消毒液のオキシフル、赤チン、ヨウーチン、正露丸、メンタムで全て対応した。
(体の中に取り入れる薬はなかった)
風邪を引くと、外に出されて走り周りなさいと指示(命令?)され、確かにすぐに治った。
夏は、日に焼けることを奨励した。夏の日焼けは、ビタミンDを体内で作ることに必須で、しつこく夏でも冬でも外の遊びを奨励した。
シミができるなど論外であった。また、確かに風邪も引かなかった。ビタミンDは免疫力にも関わっているのだろう。
眠れない…起きていればいいじゃない。本当に眠くなると倒れるように寝るさ。
腹が痛い…正露丸で大丈夫。腹を空っぽにすればじき治る。
食べれない…食べなければ良い、一人分助かる。
水虫…クレゾールの希釈液に足を浸せば治る
まさに、簡単な教えであった。しかし、不思議と良くなった。
自給自足の中で
こうした環境で育てられた。特に食べ物でも思い出は多い。
戦後の復興の時期は何もかもが不足していた。自給自足が欠かせなかった。
貝掘り、魚釣り、仕掛けであゆや鰻をとった。
ワラビやキノコなど山菜狩りは日常であり、年中行事となった。
ヤギや牛を飼い、鶏を放し飼いし、野菜類を植え、椎茸を栽培した。
どの家でも当たり前の日常であった。
虫の食ったキャベツを嫌がると虫が食べても安全だからと寧ろ勧めた。
農薬のパラチオンの水田では、ゲンゴロウやオタマジャクシも死んでいる。そんな米を食べるの?
農薬の怖さを知っている。
果物屋の親父が、リンゴをエプロンで拭いてガブと齧った。そしてヘタのところの農薬を口にした為、あっけなく死んだ。農薬の怖さは忘れられない。
季節、旬、地産が生活であった。冷蔵庫がないから、保存できない。足がないから、地場の物だけ。まさに、地産地消であり、季節の旬を味わった。今考えれば、理想的な食事となる。
動物を見なさい
晩年、その母が孫を見に奈良の家に来た。
歳も歳だし、ぽっくり寺の吉田寺を案内しようかと誘った。
80歳のお小言が始まった。
「動物を見なさい、死ぬ時苦しんでいる? 死を受け入れて、安らかに息を引き取る。これが動物の姿、人も同じ。苦しむのは傷や薬を飲んでいる時よ。
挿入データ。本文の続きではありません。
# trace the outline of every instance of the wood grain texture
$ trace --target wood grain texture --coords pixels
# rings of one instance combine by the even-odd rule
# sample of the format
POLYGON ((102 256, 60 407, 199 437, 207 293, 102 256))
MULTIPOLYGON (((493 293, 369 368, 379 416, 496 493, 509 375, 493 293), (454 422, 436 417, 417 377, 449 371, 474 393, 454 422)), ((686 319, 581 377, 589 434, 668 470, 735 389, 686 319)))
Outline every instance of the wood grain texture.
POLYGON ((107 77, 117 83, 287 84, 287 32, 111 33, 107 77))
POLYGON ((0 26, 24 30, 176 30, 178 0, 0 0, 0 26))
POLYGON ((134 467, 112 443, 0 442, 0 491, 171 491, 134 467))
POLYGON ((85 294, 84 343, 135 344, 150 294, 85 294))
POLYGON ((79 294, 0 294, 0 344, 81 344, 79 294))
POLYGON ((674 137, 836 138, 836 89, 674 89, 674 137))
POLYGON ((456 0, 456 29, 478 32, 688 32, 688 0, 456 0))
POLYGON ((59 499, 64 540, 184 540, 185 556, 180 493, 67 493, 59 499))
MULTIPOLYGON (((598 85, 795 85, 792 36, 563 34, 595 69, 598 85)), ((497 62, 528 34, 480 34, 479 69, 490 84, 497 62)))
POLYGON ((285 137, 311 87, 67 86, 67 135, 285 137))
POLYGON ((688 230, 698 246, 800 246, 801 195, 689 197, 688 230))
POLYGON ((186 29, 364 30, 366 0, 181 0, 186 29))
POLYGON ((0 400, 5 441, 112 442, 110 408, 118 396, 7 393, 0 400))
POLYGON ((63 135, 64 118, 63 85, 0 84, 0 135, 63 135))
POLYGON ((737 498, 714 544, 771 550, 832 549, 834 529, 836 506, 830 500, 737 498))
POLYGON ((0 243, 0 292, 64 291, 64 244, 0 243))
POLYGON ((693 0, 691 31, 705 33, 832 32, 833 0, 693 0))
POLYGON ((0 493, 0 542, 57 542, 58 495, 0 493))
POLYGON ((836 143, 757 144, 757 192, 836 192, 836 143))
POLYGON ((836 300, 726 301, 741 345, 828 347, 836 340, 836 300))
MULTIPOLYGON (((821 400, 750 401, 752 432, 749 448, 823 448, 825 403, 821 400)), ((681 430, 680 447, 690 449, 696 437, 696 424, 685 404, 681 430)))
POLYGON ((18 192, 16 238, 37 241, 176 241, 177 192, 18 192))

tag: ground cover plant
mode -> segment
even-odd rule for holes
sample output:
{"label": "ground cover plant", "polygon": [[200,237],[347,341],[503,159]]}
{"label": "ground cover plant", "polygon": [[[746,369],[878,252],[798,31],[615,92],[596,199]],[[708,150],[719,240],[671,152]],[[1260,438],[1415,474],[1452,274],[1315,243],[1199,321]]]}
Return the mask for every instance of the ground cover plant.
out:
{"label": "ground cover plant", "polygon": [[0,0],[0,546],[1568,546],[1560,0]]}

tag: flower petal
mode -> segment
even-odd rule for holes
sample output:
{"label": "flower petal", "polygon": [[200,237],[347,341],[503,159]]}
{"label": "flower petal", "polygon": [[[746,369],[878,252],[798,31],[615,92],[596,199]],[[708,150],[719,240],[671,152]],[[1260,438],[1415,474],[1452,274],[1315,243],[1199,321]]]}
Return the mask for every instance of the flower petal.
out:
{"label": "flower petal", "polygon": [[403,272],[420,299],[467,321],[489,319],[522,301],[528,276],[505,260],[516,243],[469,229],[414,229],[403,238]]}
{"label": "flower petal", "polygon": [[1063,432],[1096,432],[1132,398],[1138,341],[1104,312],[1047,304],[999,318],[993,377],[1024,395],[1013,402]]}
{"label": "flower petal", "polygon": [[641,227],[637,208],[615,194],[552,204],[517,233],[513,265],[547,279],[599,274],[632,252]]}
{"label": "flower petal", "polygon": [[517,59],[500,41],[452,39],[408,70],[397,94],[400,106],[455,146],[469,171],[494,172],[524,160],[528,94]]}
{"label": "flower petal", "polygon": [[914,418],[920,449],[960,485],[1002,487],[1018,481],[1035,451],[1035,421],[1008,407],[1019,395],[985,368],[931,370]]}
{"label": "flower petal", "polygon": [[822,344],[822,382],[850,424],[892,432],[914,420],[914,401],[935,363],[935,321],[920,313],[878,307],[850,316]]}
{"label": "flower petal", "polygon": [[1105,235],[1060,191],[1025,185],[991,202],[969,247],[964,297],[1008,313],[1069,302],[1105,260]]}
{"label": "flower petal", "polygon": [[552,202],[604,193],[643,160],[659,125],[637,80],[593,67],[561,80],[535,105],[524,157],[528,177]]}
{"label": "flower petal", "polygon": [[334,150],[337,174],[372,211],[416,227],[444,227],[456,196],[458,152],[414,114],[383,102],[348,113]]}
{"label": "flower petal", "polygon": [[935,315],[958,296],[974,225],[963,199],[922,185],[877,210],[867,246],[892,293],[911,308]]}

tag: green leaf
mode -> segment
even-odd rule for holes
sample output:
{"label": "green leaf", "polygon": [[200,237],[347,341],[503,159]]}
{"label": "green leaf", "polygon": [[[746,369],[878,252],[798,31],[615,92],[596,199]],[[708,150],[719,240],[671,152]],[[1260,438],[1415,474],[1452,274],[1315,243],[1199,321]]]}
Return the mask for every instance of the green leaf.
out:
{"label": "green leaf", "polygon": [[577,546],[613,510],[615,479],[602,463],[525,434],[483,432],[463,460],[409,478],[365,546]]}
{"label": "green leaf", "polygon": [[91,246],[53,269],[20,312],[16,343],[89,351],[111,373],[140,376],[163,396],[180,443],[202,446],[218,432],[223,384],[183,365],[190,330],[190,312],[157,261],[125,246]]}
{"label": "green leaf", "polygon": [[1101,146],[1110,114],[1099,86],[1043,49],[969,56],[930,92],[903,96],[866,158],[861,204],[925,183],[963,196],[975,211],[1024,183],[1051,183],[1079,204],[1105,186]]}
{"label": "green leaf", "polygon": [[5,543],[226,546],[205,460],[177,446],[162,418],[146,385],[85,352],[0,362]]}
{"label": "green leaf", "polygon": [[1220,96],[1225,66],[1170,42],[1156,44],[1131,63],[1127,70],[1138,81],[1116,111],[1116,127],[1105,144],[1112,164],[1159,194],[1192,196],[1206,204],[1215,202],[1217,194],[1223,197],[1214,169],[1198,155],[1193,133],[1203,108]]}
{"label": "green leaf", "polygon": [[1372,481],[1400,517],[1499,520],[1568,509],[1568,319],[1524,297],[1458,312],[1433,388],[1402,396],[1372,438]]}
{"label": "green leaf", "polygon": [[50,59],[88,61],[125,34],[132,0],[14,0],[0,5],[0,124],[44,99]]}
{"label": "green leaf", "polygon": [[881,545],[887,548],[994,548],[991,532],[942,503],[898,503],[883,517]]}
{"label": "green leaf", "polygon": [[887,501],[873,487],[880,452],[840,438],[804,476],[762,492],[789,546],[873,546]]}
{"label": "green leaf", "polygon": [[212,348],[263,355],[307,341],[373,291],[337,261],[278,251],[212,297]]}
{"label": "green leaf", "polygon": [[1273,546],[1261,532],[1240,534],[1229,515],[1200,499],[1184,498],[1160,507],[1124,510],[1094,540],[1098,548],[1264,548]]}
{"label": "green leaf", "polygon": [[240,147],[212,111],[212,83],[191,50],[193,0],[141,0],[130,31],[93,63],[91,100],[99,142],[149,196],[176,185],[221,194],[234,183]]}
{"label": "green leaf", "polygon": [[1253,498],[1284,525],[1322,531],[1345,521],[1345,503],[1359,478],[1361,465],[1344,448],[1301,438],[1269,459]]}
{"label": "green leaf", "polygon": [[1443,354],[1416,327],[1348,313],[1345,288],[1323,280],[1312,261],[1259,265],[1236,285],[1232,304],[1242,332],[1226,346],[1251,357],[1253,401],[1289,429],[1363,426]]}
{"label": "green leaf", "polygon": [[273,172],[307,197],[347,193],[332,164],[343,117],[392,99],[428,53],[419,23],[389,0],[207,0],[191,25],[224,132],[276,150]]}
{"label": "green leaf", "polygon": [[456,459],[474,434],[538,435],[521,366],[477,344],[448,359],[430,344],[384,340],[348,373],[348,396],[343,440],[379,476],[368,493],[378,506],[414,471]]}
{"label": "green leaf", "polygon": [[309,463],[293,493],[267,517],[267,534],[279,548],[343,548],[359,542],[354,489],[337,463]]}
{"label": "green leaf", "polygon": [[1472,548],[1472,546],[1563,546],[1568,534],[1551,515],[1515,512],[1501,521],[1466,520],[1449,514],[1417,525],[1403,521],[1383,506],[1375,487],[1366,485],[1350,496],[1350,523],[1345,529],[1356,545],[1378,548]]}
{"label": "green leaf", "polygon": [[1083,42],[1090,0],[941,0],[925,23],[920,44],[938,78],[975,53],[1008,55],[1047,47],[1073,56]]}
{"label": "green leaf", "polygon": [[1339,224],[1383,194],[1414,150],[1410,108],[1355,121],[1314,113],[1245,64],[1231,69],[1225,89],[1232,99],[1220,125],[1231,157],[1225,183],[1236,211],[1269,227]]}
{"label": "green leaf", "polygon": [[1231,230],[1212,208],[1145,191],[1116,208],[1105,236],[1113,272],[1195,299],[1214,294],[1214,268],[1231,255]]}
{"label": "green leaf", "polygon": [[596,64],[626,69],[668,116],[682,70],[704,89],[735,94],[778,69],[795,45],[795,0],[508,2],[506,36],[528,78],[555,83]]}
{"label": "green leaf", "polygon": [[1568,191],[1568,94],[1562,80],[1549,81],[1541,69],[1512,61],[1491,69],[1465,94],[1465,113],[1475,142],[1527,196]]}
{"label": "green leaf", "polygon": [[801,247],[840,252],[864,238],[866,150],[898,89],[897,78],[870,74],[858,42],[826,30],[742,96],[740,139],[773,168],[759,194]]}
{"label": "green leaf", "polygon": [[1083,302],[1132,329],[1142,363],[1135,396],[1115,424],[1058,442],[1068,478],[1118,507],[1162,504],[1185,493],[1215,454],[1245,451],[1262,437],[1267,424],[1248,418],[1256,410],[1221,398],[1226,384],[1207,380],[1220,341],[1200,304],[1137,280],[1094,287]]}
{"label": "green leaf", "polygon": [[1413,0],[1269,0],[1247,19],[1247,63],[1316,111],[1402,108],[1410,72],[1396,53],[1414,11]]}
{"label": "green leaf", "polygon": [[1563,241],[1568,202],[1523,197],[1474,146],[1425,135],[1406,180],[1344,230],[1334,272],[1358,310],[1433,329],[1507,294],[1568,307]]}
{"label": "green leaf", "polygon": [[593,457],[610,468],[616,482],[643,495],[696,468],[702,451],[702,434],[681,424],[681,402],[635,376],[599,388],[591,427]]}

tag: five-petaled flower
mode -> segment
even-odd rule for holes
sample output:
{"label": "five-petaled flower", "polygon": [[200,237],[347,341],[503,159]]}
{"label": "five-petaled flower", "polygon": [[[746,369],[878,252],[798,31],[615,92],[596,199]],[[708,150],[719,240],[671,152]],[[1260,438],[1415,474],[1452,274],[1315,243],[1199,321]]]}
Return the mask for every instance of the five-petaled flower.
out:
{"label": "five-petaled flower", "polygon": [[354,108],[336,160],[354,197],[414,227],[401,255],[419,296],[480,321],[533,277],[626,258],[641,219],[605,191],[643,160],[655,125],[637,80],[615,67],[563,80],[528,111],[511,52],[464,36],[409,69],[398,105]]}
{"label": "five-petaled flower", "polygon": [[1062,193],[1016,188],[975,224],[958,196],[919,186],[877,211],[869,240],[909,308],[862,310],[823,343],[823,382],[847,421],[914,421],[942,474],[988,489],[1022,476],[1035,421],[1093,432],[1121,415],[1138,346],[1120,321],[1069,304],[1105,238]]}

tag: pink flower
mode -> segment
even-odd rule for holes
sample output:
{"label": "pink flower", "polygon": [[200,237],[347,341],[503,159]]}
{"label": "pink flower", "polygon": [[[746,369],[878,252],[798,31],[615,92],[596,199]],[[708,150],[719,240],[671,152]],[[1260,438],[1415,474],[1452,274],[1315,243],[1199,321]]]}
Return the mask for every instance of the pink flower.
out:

私は何もしないから、ぽっくりだね」
ご本人の言葉通り、体調が悪いと入院し、1週間で苦しむこともなく死んだ。
90歳で、枯れて逝った。
自分の体で起きた病は自分の体で治す
この親の影響で育った私は、「自分の体で起きた病は自分の体で治す」自然療法(!)を実践した。食べない、風呂に浸かって体を温める、よく寝ることが…自然療法であった。
(1)MOAの岡田茂吉師は、「食べたい時に、食べたいものを食べたいだけ食べる」と推奨され、体が求める食事を説いた。体が必要とするものは甘い。腹八分などより実践的だ。
(2)整体師の西田晴哉師には「風邪の効能」を教えられた。
風邪は万病の元と警戒されるが…風邪を引いて、免疫が活性化して「他の病気」さえ治ることに、感動した。(マラリアに罹ったがん患者の治癒、結核菌を使った丸山ワクチンなど応用例もある)
風邪を引くことを嫌がることはなくなった。
病気はなりもするが治りもすることが骨の髄まで染み込んだ。
80歳の先輩から、「6歳下か、俺もその歳であったら、6年間もあれば、やりたいことができる」と羨ましがれた。そう、「今の私が残された人生で一番若い」と実感して送り火をした。